Effects of the Arf2-Kansl1 dosage on synaptic transmission and synaptic plasticity in hippocampal slices
To explore if genes from the Arf2-Kansl1 region regulate electrophysiological parameters in mouse neurons as suggested by changes in ChIP-seq profiles, we assessed basal synaptic transmission and synaptic plasticity by measuring field excitatory postsynaptic potentials (fEPSPs) in acute hippocampal slices from Del/+ and Dup/+ mice. In Del/+ mutants, we observed decreased fEPSP slopes in mutant slices, especially in response to higher stimulus strengths (S6a Fig). Mean slopes of fEPSPs invoked by the maximum stimulus strength (4.2 V) were significantly smaller in slices from Del/+ mice (1.46 ± 0.09 mV/ms) than wt littermates (1.87 ± 0.09 mV; F(1,13.34) = 8.31; P = 0.025; two-way nested ANOVA, genotype effect). The mean paired-pulse ratio of slopes of fEPSPs evoked at a 50 ms interpulse interval was also significantly lower in mutant slices (S6c Fig; F(1, 11.04) = 6.506; P = 0.027. No significant changes in LTP elicited by theta-burst stimulation were noted in slices from Del/+ mice (S6 Fig).

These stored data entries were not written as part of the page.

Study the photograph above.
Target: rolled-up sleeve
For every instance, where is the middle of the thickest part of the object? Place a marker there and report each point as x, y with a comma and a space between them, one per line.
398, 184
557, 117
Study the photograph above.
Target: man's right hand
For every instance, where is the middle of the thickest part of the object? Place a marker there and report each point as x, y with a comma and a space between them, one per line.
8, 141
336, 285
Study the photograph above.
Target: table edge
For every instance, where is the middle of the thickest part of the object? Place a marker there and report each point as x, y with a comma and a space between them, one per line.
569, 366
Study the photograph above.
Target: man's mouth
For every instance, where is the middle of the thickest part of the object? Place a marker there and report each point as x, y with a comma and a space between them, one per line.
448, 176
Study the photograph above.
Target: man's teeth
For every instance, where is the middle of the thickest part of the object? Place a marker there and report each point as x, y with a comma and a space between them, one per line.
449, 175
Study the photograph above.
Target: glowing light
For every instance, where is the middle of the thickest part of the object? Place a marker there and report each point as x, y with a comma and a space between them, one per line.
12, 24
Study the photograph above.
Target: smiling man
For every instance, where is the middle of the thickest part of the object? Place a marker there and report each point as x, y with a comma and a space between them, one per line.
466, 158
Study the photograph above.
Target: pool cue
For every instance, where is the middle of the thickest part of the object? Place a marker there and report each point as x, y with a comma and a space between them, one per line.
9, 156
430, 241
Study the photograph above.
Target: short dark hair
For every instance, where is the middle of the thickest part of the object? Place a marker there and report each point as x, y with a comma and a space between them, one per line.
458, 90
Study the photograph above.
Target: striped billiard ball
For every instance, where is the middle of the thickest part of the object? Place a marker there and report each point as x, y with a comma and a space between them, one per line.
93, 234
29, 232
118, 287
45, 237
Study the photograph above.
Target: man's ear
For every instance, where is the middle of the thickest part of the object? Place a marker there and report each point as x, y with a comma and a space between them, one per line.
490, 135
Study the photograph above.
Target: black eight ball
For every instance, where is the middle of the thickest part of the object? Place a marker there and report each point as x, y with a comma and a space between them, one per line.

Basal synaptic strength was slightly enhanced in slices from Dup/+ mice, as fEPSPmax mean slope was nominally higher in slices from Dup/+ mice (2.12 ± 0.09 mV/ms) than in slices from wt littermates (1.89 ± 0.09 mV/ms; S6b Fig). However, the effect did not reach statistical significance (F(1,8.67) = 3.09; P = 0.114; two-way nested ANOVA, genotype effect). Likewise, paired-pulse facilitation (S6d Fig) and LTP were not significantly different in slices from Dupl/+ and litter-matched wt mice (S6f Fig).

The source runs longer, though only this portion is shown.